Durch die Änderung des früheren Wohnungseigentumsgesetz zum 01.12.2020 wurden Kläger von Beschlussanfechtungsverfahren erheblich benachteiligt. Durch die Änderung seit 01.12.20 ist nun die Eigentümergemeinschaft die Beklagte. Wenn die Klägerseite das Verfahren gewinnt, muss jetzt aber die Klägerseite dennoch einen Teil der Prozesskosten mittragen, als Teil der Eigentümergemeinschaft. Das ist eine extreme Ungerechtigkeit. Im Sinne der Gerechtigkeit ist es daher dringend erforderlich, dass im Wohnungseigentumsgesetz ergänzt wird, dass die Kläger von Beschlussanfechtungsverfahren an den Prozesskosten nicht beteiligt werden dürfen, wenn die Kläger das Beschlussanfechtungsverfahren gewonnen haben.

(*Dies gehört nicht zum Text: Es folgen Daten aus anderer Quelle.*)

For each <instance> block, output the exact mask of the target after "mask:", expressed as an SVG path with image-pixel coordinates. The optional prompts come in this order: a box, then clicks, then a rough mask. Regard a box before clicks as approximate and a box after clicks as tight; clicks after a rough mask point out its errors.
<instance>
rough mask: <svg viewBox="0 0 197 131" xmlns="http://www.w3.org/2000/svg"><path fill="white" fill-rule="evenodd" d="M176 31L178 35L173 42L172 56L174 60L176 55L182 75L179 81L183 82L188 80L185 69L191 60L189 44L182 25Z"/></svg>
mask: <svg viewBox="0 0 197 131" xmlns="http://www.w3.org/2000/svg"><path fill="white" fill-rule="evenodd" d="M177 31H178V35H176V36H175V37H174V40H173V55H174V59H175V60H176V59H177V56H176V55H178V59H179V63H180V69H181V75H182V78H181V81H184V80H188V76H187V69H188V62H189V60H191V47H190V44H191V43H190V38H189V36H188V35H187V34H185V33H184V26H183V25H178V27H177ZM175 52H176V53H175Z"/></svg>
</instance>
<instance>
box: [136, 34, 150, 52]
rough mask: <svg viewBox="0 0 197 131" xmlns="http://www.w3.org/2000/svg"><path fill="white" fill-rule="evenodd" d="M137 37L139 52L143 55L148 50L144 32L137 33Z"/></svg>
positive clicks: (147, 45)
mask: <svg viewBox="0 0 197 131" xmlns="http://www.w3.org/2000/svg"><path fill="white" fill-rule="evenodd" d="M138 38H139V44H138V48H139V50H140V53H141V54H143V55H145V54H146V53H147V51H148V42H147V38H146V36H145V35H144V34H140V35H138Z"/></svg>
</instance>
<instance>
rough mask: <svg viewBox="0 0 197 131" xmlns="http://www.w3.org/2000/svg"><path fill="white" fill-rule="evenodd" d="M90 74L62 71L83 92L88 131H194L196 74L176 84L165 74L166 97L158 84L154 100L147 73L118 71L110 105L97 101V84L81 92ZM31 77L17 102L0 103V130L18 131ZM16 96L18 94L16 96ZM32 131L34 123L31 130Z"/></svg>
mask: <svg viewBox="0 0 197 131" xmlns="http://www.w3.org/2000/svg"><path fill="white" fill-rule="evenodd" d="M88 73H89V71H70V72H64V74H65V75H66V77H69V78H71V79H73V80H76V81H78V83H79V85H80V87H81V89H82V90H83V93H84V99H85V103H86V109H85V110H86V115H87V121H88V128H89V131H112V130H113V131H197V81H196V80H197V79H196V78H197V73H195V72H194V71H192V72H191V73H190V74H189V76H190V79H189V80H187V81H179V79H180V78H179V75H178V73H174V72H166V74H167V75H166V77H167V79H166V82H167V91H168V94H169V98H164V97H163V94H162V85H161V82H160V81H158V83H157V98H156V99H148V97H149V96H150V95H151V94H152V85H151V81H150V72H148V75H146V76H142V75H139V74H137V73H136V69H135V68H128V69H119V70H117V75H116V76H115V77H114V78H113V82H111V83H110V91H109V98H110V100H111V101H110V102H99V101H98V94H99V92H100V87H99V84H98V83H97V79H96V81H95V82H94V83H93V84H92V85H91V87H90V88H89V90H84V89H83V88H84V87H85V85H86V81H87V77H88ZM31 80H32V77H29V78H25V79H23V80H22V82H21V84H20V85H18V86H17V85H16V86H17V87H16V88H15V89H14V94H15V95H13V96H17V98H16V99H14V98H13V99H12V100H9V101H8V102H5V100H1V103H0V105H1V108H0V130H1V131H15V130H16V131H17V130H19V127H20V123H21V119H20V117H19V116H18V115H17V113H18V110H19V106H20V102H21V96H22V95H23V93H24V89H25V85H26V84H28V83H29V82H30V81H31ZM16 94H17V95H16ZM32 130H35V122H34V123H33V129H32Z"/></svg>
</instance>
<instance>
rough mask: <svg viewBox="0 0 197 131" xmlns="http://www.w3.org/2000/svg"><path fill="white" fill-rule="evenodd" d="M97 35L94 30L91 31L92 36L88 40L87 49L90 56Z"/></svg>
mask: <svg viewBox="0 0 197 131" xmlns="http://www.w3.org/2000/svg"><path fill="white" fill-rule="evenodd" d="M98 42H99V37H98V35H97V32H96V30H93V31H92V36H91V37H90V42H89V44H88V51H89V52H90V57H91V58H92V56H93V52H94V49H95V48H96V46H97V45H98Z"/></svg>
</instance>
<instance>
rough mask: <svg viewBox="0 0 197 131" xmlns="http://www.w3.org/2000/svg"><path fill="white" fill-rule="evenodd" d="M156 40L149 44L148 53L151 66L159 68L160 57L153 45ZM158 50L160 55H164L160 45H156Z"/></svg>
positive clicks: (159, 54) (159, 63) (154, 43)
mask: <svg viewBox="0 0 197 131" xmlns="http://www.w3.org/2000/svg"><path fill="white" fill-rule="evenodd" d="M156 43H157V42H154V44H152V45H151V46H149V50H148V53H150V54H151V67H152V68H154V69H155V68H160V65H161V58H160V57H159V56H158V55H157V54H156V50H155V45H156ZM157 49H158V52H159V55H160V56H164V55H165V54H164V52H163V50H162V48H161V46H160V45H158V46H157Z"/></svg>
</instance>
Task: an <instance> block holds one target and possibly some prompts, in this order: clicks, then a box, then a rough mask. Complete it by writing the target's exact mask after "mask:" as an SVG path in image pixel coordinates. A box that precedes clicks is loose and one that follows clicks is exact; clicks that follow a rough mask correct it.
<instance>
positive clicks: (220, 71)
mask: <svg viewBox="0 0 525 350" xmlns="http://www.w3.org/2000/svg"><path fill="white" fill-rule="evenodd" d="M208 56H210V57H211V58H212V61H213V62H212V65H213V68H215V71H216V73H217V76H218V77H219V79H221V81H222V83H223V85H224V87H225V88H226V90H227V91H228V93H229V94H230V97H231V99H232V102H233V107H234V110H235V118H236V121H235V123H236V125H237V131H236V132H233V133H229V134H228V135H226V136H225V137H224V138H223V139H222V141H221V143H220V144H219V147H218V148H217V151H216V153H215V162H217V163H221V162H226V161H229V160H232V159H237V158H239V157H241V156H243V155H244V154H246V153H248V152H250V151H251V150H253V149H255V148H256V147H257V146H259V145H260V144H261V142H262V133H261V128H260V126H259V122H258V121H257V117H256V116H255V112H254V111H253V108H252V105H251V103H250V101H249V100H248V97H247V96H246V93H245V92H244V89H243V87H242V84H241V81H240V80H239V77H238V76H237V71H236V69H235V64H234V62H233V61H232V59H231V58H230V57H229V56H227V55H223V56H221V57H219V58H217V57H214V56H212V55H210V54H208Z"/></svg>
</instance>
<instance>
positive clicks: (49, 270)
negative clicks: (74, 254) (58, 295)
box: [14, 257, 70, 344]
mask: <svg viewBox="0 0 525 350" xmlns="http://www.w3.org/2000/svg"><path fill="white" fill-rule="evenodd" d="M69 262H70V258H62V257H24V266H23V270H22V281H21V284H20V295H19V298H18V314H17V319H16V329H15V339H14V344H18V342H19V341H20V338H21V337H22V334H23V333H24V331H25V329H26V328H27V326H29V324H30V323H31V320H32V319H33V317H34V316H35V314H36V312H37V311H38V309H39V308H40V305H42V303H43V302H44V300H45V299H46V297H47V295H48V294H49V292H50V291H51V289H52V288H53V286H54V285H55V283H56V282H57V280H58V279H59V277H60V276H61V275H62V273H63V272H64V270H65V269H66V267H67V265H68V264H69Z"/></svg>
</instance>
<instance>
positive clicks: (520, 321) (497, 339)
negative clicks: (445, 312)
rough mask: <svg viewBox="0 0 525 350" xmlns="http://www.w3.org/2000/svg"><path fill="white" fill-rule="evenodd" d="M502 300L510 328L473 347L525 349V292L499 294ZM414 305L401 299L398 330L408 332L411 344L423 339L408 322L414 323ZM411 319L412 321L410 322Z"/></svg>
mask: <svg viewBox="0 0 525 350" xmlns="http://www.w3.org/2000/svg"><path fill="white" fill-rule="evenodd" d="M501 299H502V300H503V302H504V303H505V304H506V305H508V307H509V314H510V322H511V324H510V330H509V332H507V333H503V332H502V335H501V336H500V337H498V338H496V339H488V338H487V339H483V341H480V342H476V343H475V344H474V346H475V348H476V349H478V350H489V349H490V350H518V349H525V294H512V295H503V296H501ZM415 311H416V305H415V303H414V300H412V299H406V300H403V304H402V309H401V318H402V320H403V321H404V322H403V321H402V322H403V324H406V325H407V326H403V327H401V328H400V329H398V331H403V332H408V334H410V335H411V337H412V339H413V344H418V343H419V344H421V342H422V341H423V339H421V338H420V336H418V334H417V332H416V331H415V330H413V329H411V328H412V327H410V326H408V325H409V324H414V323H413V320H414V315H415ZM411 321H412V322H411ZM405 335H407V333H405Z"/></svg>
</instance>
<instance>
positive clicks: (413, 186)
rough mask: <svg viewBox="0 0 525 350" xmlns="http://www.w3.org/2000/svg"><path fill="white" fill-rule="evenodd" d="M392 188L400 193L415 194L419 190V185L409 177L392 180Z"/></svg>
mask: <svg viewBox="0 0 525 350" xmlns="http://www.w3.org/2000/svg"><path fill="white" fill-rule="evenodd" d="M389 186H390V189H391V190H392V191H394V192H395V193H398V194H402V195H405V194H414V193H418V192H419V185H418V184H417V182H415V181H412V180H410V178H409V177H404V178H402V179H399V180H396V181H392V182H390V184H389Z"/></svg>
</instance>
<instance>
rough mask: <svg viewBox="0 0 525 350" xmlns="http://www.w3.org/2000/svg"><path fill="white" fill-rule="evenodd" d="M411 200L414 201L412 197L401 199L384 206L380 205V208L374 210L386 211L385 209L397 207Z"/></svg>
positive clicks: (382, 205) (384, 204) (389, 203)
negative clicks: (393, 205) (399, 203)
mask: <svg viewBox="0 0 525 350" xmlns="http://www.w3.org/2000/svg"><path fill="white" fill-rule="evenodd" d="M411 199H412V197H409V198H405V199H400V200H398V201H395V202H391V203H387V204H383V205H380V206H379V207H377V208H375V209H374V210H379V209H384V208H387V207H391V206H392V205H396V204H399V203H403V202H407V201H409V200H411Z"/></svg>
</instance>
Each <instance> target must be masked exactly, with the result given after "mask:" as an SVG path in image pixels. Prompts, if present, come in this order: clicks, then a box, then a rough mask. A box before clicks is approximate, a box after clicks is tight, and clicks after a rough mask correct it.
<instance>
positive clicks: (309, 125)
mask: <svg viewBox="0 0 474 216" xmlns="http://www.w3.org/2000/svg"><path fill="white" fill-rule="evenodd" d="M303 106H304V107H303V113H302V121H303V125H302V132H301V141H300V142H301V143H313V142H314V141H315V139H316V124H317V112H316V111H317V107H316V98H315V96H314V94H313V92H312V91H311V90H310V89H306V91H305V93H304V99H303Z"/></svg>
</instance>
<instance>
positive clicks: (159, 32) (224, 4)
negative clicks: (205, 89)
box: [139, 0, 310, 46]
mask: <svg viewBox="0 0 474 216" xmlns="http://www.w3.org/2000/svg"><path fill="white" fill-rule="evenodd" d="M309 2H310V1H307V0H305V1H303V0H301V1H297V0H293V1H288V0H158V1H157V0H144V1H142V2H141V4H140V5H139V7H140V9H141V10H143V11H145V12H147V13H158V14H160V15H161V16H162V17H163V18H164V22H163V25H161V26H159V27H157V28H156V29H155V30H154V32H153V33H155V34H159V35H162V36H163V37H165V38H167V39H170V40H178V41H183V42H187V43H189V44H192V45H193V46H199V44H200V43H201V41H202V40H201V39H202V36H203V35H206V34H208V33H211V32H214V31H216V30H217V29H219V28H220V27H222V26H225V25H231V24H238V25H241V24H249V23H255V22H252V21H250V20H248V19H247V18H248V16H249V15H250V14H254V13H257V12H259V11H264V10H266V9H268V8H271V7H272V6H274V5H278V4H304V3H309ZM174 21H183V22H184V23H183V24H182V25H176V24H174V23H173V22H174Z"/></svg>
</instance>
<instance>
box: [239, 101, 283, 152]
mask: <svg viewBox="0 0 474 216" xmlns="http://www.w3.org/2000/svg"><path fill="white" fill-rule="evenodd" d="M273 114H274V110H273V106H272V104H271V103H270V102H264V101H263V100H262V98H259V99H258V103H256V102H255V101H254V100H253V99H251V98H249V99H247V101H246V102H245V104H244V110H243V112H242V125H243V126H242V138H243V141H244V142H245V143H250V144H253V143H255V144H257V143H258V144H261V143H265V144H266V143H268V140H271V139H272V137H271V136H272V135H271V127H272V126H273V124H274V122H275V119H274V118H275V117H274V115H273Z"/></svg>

Die Aussicht, dass Eigentümergemeinschaften obsiegende Kläger von den Prozesskosten von Anfechtungsverfahren befreien, sind Null. § 16 Abs. 2, Satz 2 WEG wird vielmehr dazu missbraucht, um Kläger von Anfechtungsverfahren zusätzlich in anderen Bereichen finanziell zu benachteiligen.
Sehr geehrter Herr M.,
vielen Dank für Ihre Frage.
Bereits in der vergangenen Legislaturperiode setzte sich die SPD-Bundestagsfraktion dafür ein, bei der 2024 in Kraft getretenen WEG-Novelle auch eine Änderung zugunsten gewinnender Kläger hinsichtlich der Kostentragung mit einzufügen. Dieses Vorhaben wurde durch die FDP blockiert.
In dieser Wahlperiode ist eine entsprechende Änderung des WEG nicht Teil des Koalitionsvertrages. Allerdings sieht die WEG-Änderung 2020 eine Evaluierung nach sieben Jahren vor, um Nachjustierungsbedarf zu prüfen.